During questioning by prosecutor Jeffrey Paulsen, Trimble said she agreed to make the call, but she couldn't recall precisely what she and Reed discussed.

She said Reed told her if she made the call, it would signal to police the whereabouts of a troublemaker in the neighborhood. Trimble said she wanted to get even with the guy because he had robbed her mother.

Trimble said she never expected someone would be killed because of her phone call. What's more, she said she believes that both she and Reed were set up -- that they were "innocent agents," as she put it, in the killing.

She also defended Reed as incapable of killing anybody or of conspiring to get somebody killed.

It wasn't clear for whom Trimble and Reed might have been innocent agents.

Both she and Reed took part in a Black Panther-style organization that helped the black community in St. Paul, but also espoused racial militancy, including protection from the white establishment, and the police.

Trimble struck another blow to the prosecution's case when she further contradicted her grand jury testimony from January 2005.

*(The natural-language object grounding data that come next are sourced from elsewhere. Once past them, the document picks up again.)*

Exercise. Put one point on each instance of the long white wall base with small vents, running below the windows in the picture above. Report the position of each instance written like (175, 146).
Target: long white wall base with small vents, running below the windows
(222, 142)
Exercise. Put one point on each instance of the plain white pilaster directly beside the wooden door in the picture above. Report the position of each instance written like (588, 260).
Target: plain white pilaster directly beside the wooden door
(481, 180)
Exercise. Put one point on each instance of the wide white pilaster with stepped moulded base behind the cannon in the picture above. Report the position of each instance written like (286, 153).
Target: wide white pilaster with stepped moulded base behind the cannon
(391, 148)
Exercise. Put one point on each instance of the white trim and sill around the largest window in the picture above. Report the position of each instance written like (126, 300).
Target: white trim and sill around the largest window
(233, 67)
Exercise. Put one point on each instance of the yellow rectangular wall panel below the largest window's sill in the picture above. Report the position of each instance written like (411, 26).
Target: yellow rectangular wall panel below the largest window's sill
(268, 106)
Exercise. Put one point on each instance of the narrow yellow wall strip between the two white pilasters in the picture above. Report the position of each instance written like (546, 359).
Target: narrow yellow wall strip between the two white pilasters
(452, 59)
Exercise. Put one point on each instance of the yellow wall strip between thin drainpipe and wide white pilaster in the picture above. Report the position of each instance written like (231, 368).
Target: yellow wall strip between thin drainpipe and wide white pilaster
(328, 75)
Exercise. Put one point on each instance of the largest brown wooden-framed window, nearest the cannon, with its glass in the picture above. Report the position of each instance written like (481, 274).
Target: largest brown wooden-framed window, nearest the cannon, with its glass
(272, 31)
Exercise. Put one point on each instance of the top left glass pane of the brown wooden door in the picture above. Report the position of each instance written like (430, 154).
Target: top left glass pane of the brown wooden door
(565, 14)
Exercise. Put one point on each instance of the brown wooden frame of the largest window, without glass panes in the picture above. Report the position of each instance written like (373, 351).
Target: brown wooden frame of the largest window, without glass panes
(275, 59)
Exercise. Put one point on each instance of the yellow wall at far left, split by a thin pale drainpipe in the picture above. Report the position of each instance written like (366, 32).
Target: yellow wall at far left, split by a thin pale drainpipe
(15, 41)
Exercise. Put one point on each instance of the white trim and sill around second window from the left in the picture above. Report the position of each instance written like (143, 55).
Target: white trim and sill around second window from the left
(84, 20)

At that time, she said Reed was with her when she made the fake call from a phone booth. And she described a series of events that would have given Reed enough time to shoot Sackett.

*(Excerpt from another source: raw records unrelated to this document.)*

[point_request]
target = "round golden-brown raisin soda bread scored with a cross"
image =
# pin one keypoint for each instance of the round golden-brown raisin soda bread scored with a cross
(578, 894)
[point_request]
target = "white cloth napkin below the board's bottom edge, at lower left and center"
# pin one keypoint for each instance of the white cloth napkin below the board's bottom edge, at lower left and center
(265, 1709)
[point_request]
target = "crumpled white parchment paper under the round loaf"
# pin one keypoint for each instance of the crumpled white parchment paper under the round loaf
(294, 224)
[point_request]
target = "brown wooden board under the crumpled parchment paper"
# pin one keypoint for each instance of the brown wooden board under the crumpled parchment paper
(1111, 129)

On the stand Wednesday, she told a different version of events that casts doubt on the possibility that Reed had time to shoot Sackett.

But, Ramsey county prosecutors don't have to prove that Reed shot and killed Sackett, because Reed is also charged with conspiracy to commit murder.

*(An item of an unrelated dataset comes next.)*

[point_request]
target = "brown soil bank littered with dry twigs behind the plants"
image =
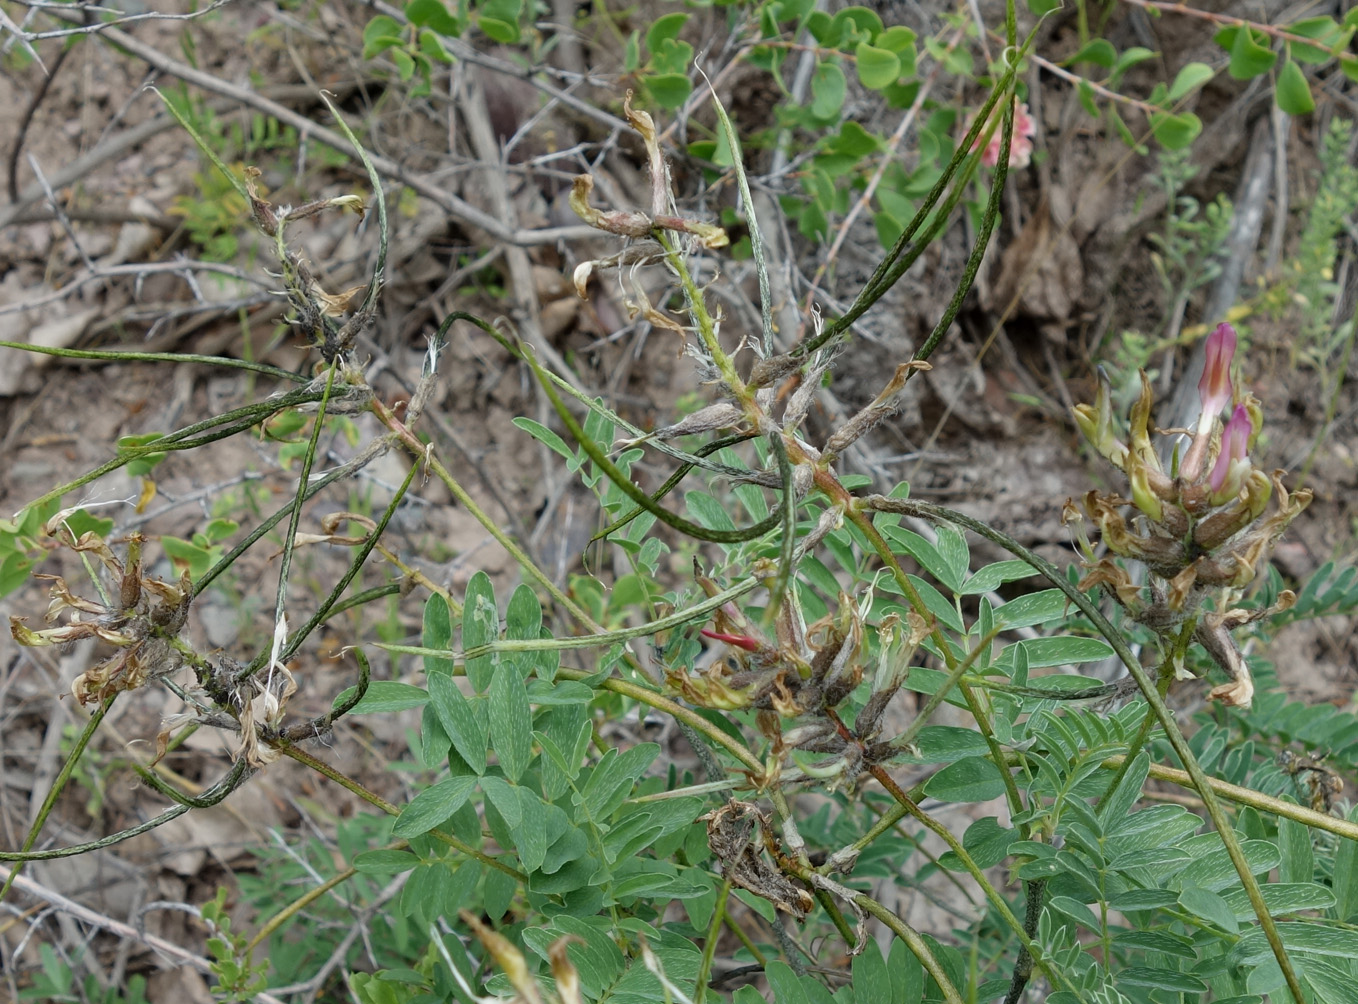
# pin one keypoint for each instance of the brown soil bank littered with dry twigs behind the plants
(987, 430)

Even though Trimble's testimony hurt her credibility, she has consistently maintained Reed convinced her to make the fake call that led to Sackett's death.

The prosecution is expected to continue presenting its case against Reed Thursday. Once the trial is finished, Reed's co-defendant, Larry Clark, will be tried on the same charges, first degree murder, and conspiracy to commit murder in the first degree.